Postado em 29/11/2016
O corpo hoje
Em meio às mudanças proporcionadas pelas tecnologias digitais, os corpos parecem ter sido estendidos eletronicamente, desafiando a própria noção do corpo como algo restrito à pele e ao território geográfico onde estamos inseridos. Em meio a tantos vídeos, fotografias, mensagens e dados que trafegam nas redes digitais, qual é o lugar da experiência corporal no mundo de hoje? É possível pensarmos no corpo como algo individual? Discutem o tema o artista, bailarino e pesquisador da Escola de Comunicações e Artes da Universidade de São Paulo (ECA-USP) Danilo Patzdorf e a filósofa, psicoterapeuta e pesquisadora Regina Favre.
por Danilo Patzdorf
É comum ouvirmos em diferentes situações que a tecnologia digital “aproxima quem está longe mas afasta quem está perto”, privilegiando os “contatos a distância” para evitar os “contatos reais”. Nesse sentido, querem responsabilizá-la também pelo sedentarismo de alguns, como se a internet (sob aquela mesma crítica que fizeram ao controle remoto e ao videogame) tornasse as pessoas mais preguiçosas para atividades corporais, relacionamentos pessoais ou deslocamentos físicos para lugares próximos e distantes.
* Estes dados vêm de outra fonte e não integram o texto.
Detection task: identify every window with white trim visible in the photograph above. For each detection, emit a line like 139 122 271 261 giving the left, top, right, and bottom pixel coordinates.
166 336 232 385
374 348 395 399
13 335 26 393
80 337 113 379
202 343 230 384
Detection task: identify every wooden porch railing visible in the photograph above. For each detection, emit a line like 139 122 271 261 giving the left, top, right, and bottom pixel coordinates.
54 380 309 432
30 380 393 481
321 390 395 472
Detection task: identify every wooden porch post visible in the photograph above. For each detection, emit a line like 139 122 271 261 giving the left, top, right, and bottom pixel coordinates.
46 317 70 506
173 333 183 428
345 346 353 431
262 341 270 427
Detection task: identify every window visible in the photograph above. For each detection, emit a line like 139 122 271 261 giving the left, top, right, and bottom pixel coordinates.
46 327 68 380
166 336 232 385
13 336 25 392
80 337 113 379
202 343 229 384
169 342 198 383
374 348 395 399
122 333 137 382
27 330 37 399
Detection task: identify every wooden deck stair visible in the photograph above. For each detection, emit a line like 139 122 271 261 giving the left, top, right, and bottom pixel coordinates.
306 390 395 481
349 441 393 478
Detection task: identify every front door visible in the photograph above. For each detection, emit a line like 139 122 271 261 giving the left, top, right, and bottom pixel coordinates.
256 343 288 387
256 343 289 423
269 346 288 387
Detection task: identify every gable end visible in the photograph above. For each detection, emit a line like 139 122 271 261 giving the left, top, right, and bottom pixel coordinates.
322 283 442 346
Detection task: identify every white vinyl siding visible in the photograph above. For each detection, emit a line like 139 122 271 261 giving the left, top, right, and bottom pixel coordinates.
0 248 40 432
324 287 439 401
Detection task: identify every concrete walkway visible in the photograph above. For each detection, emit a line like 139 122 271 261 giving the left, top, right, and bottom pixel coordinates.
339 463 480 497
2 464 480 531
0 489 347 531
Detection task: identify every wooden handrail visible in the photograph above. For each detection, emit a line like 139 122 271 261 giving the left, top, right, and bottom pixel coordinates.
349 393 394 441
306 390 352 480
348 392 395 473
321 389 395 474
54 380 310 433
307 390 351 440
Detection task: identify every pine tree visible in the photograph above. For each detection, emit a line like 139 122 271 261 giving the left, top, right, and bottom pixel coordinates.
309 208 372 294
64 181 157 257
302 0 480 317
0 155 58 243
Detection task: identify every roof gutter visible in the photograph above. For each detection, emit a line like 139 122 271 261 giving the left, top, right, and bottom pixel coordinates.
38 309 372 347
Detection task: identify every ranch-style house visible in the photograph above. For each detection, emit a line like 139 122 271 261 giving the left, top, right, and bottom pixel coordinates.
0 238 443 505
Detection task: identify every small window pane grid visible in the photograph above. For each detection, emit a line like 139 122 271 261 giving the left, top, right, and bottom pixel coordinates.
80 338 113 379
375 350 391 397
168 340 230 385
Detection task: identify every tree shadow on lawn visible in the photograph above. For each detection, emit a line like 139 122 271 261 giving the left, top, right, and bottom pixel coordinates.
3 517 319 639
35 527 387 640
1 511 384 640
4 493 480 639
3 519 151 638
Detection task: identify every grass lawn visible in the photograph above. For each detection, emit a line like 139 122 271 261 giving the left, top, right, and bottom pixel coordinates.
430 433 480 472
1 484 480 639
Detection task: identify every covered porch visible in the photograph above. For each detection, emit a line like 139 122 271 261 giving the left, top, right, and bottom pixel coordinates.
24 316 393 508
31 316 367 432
Por outro lado, percebemos a intensificação de movimentações de diversas ordens, como os flash mobs, que agregam milhares de pessoas em torno de uma atividade sem grandes propósitos (Zombie Walk, Pillow Fight etc.), dos quais a cidade de São Paulo participa ativamente; os incontáveis encontros, amizades e namoros iniciados ou mantidos por meio de sites, chats e aplicativos para celular, cada vez mais populares entre nós; as manifestações em 2013 que ficaram conhecidas como “Jornadas de Junho”, que congestionaram as ruas de diferentes cidades brasileiras ou, mais recentemente, as manifestações pró e contra impeachment da presidenta Dilma Rousseff em 2016; enfim, situações essas, vale destacar, organizadas direta ou indiretamente por meio das redes digitais e que põem o corpo em constante circulação no espaço físico.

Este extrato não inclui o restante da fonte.